Balancing test coverage with observability and recovery
As your serverless application grows, exponentially adding tests for new features and regressions will prove to be the biggest drag on delivery speed. Excessive test suites will drastically slow down your engineers and your pipelines. Instead, you need to find a way to balance between pre-deployment testing and observability and resiliency in production.
As Cindy Sridharan says in her seminal post “Testing Microservices, the Sane Way”: “When it comes to testing…microservices, most organizations seem to be quite attached to an antediluvian model of testing all components in unison. Elaborate testing pipeline infrastructures are considered mandatory to enable this form of end-to-end testing where the test suite of every service is executed to confirm there aren’t any regressions or breaking changes being introduced.” She goes on to suggest: “to be able to craft a holistic strategy for understanding how our services function and gain confidence in their correctness, it becomes salient to be able to pick and choose the right subset of testing techniques given the availability, reliability and correctness requirements of the service.”
By far the most effective strategy to improve delivery speed is to reduce pre-deployment test coverage.
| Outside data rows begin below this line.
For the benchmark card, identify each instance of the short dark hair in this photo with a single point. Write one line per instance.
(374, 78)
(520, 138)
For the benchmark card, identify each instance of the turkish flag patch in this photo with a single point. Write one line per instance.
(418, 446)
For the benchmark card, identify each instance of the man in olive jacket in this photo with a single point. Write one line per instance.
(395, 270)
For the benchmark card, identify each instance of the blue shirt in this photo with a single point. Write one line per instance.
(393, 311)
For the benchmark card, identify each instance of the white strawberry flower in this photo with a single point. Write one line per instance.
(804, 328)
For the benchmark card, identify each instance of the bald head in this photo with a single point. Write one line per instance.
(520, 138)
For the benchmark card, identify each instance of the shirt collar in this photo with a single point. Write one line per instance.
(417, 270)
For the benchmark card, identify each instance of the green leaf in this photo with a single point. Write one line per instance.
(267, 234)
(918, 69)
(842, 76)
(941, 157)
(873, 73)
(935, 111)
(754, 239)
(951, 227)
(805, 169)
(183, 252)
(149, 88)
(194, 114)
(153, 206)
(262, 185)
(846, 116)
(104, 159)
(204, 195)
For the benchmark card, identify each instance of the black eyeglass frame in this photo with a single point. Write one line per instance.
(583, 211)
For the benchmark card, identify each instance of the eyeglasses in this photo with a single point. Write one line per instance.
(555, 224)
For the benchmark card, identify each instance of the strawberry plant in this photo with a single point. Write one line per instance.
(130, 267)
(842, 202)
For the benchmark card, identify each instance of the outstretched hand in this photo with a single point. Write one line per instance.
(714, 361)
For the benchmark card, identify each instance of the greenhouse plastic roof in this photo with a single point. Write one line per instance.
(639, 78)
This may seem counterintuitive to preserving quality at first, but only when this action is assessed in isolation. Reducing test coverage without introducing any other quality assurance (QA) methods is never going to be a good idea.
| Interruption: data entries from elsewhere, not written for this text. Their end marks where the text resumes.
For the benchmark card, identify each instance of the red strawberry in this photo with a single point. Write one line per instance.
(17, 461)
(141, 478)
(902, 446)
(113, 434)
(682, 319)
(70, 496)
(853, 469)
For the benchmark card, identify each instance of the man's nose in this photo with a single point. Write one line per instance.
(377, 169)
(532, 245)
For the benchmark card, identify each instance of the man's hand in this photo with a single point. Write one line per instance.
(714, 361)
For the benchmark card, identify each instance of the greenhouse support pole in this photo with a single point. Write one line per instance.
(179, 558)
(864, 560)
Any perceived drop in pre-deployment test coverage made to preserve delivery speed should be balanced with other forms of QA, including alerting of degraded performance of critical user experiences and the ability to recover from any bugs that may be introduced. You can read more about the emergent practice of observability in Chapter 8 and more about fault tolerance in Chapter 6.
The key to a scalable, effective set of tests is defining a clear test strategy to help engi‐ neers understand what to test and when to test it. Without this strategy, test suites and staging environments can quickly balloon out of control and grind development and delivery to a halt.